Também concordo com o "leiteforadoprazo" ninguém é melhor que ninguém e ninguém é só bom ou só mau. E quem faz de tudo para só mostrar o lado bom é porque tenciona ser supeior aos outros! E só isso já é mau!!
Essa das fotos projectadas na parede é muito à frente para áfrica profunda - fico à espera de uma explicação técnica ó fotógrafo!!!
E imagens que é bom...nada!!!

Mas deixa lá que os teus textos têm-nos feito "imaginar" imenso mais do que qualquer imagem.

abraços afros
inté

RC

filhadovento disse...

Quem vive longe da natureza das coisas terá uma vida mais suavizada mas também não lhe pode sentir o sabor em toda a sua plenitude; o sabor a fel e o sabor a mel. De tudo o que existe na vida é o afecto que nos faz sentir pertença do mundo. Reflectir é algo quase impossível no meio do ruído que nos afecta. Experimentar o silêncio ajuda-nos a pensar - o pensamento impõe-se no silêncio. Sabermo-nos despir e deixar só o essencial. Olhar de frente para a vida e para a morte.

Os pensamentos surgem no silêncio como bolhas de ar libertas debaixo de água.

O Homem volta-se muitas e demasiadas vezes para a sua própria natureza, esquecendo-se da mais vasta natureza que o rodeia.
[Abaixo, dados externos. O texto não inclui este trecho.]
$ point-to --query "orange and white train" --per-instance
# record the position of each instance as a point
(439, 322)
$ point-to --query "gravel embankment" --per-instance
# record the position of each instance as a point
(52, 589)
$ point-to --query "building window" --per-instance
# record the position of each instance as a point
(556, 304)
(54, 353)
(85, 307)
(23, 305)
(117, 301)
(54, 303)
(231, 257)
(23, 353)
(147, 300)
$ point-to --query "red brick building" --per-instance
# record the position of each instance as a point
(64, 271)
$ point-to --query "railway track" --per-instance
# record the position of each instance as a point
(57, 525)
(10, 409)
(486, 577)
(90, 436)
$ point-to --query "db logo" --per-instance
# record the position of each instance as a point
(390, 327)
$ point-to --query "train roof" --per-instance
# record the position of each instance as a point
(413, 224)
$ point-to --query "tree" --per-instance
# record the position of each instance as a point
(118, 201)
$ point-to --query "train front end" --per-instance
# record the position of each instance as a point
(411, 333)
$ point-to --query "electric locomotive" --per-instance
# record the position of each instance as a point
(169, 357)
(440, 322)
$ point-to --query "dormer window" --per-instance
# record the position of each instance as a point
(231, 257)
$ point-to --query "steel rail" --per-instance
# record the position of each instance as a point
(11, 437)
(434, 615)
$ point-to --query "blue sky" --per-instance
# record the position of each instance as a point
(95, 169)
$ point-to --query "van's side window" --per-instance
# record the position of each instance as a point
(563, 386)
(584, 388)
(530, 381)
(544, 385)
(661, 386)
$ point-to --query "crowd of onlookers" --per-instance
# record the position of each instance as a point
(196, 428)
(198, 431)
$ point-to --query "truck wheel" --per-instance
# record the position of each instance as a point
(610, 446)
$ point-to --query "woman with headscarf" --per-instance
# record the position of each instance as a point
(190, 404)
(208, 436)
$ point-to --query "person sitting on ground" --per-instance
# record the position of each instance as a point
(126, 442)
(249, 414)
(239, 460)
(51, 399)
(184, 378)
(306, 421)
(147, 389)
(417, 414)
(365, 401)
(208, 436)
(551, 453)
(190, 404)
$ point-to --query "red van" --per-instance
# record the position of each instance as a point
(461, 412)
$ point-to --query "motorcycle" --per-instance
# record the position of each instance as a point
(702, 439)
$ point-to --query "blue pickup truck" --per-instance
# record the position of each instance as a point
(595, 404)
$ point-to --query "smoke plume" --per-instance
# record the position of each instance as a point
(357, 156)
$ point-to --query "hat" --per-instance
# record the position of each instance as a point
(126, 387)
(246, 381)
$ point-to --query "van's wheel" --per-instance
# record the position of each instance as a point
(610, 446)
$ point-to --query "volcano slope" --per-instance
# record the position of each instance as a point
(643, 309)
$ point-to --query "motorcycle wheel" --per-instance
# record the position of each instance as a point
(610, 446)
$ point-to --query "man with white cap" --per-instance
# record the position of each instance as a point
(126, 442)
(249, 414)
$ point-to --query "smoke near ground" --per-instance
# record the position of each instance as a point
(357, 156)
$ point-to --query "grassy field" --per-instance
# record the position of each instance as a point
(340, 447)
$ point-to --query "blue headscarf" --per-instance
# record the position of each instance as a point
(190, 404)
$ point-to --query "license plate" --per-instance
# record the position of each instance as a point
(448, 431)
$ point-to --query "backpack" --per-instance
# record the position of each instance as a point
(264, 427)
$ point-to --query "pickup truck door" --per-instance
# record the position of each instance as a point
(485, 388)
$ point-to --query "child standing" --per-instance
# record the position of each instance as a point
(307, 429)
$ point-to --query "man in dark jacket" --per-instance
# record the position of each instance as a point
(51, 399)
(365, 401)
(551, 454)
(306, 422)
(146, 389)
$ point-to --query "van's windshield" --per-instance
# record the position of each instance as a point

Tenta esquecer, branquear, iludir a morte. Mas é na consciência da volatilidade da vida que descobrimos aquilo que realmente é essencial e, no ponto em que me encontro da minha consciência, penso que o afecto é o que temos de mais sólido, de mais forte - o que nos dá força para crescer, para viver, o que nos faz sentir pertença de uma família que é a nossa porta para o mundo.